Newborns happen to be extremely sensitive to colors. They can even be affected by the color of their clothes, as well as the color of those cute little baby hats you see so often. Color therapist June McLeod, who worked with a nursery childcare organization on a study about color, has seen, at firsthand, how the proper use of color can have an extremely positive effect on the children involved, including the following advantages:

  • Improved emotional development;
  • Increased  sharing and cooperation;
  • Decreased noise levels;
  • Reduced tension and aggression;
  • Babies slept more easily and peacefully;
  • A calmer, happier and more relaxed environment was created;
  • Children found it easier to organize their own thoughts, which could lead to better intellectual development in the long term.

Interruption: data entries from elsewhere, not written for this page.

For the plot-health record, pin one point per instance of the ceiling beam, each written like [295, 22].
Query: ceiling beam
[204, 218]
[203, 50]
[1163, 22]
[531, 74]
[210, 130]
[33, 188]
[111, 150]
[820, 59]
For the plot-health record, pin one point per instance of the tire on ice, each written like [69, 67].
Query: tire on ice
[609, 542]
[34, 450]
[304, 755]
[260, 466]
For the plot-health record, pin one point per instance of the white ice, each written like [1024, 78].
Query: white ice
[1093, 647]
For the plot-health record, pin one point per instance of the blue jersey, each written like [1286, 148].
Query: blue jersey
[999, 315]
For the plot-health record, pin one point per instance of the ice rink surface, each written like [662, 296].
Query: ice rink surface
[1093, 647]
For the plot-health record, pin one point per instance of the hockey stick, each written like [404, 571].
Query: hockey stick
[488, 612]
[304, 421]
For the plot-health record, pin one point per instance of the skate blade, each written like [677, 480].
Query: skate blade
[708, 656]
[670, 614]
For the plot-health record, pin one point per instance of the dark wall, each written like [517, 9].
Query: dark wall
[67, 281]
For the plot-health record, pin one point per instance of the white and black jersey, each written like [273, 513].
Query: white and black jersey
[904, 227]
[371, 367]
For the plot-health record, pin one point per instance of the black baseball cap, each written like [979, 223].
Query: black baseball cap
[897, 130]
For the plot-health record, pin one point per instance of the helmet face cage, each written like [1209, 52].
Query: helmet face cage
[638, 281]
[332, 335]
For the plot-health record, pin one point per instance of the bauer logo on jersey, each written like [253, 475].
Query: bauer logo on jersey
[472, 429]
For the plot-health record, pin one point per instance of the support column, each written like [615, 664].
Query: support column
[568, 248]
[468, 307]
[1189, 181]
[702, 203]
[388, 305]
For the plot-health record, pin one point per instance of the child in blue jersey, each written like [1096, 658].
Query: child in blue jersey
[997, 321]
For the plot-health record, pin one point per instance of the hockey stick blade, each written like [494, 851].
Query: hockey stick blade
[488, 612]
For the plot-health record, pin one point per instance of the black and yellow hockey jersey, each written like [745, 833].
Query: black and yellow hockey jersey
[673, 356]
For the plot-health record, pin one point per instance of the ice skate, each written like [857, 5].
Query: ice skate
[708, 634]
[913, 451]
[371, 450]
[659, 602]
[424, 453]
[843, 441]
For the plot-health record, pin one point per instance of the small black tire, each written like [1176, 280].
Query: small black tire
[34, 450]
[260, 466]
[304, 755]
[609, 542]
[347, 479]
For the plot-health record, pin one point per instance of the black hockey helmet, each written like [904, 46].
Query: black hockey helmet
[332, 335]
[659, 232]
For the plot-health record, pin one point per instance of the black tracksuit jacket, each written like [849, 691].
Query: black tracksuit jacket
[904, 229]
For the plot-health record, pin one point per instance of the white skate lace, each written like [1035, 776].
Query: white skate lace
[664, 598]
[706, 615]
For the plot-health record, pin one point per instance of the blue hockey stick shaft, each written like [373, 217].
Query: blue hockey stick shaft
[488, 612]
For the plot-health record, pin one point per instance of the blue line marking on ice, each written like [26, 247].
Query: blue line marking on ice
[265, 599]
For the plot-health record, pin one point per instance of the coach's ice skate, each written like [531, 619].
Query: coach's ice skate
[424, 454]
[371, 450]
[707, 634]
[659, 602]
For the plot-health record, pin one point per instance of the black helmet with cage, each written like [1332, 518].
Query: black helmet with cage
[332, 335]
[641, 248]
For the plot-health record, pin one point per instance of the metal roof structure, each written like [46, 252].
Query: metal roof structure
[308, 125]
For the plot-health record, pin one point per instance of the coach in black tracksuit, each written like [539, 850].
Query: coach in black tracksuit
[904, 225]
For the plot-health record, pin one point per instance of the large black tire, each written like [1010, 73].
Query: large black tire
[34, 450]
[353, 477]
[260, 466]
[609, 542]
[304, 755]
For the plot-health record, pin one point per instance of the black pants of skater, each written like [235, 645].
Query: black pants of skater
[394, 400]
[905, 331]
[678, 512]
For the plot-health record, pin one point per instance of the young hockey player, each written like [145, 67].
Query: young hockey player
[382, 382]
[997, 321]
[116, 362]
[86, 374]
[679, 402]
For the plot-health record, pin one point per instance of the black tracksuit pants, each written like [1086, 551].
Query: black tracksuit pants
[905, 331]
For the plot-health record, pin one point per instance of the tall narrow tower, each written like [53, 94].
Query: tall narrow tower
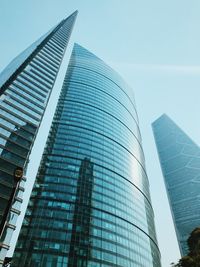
[90, 205]
[180, 161]
[25, 87]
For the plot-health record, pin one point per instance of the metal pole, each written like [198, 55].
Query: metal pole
[17, 175]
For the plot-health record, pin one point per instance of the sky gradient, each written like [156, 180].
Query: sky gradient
[154, 45]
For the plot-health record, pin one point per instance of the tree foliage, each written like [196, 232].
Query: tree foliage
[193, 257]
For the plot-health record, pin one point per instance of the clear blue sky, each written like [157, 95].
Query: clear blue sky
[153, 44]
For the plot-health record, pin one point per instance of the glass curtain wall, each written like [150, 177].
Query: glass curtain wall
[91, 205]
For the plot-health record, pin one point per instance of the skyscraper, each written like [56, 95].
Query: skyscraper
[180, 161]
[25, 87]
[90, 205]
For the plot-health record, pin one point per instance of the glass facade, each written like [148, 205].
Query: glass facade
[90, 205]
[26, 85]
[180, 161]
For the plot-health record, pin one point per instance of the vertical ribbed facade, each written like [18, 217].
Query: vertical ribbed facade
[90, 205]
[180, 161]
[26, 85]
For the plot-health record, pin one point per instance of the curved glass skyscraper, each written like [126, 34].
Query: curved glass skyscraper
[90, 205]
[180, 161]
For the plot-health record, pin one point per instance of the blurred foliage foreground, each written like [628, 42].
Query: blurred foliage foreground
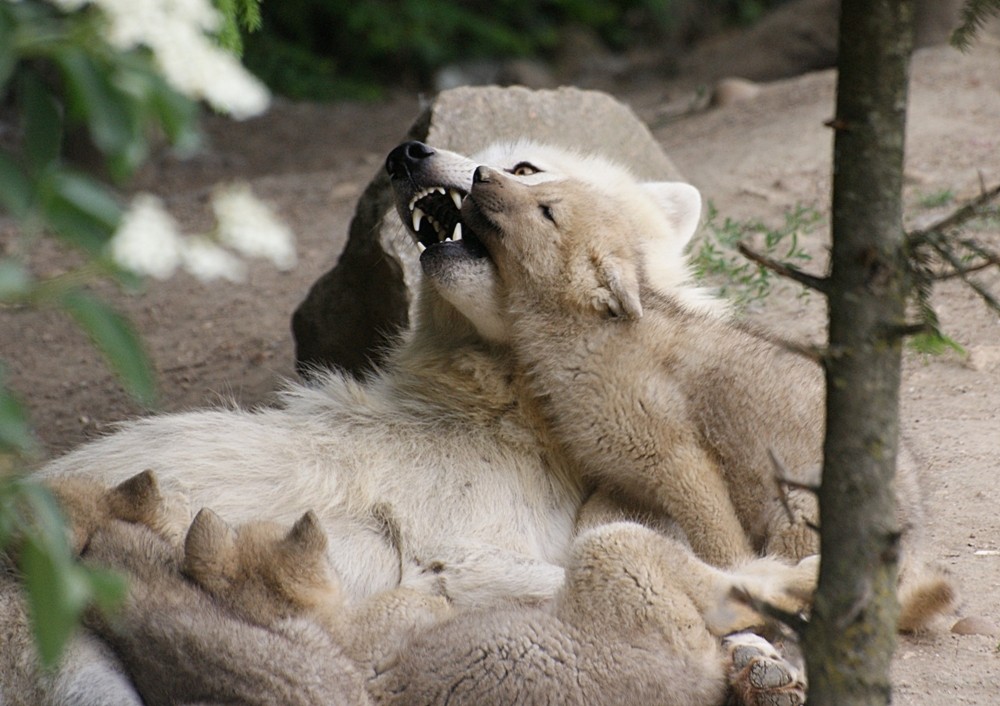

It is thus important to make sure babies do not get upset by the colors that surround them. That is why pastels are all good colors for baby clothes, booties, blankets and so on. You may think pastel colors for babies are a bit boring and old‑fashioned but there is some sense in choosing pale pinks and blues for babies’ bedrooms because babies are far happier surrounded by calming soothing pastel shades. The traditional pink and blue is not necessarily gender specific at all, both work well for babies of either sex.

These new little arrivals have a lot of adjusting to do and thrive in a calming environment. Avoid busy patterns and strong colors in their rooms as this will encourage hyperactivity, lack of sleep and restlessness. If you are preparing your baby’s room, and do not know the sex, you could opt for a calming pale lilac, which is suitable for both sexes and has an equally calming effect.

However, this does not mean babies should be kept away from vibrancy at all times. Babies deserve the positive aspects of the outside world, including its colors, so bright things can be saved for special play time. For toddlers, color can be used effectively to help stimulate intellectual development.

“However,” warns June, “toddlers can only take short bursts of time in ‘loud’ colorful environments. Bright, primary-colored environments can be beneficial for short periods of time, but not for full days, as strong colors will bombard their senses.”

In order to avoid overstimulation, June recommends sticking to calm pastels on walls, and introducing the brighter primary colors with toys, equipment and soft furnishings. “Brightly colored toys can then easily be moved or stored away to create a more restful atmosphere for quiet times.”

Also to encourage peace and tranquility in the bedroom, June advises using a coral, peach or soft pink shade on the ceiling space. “Your child will spend time each day and night looking at the ceiling and these colors not only encourage intellectual development but also create the feeling of a safe and secure space.”

If you are now worried that an incorrect color choice will result in endless tantrums and sleepless nights, fear not; general color rules are relatively easy to follow. Red, orange and yellow are considered “magnetic” colors; they make a strong impact, are warm, energizing and uplifting.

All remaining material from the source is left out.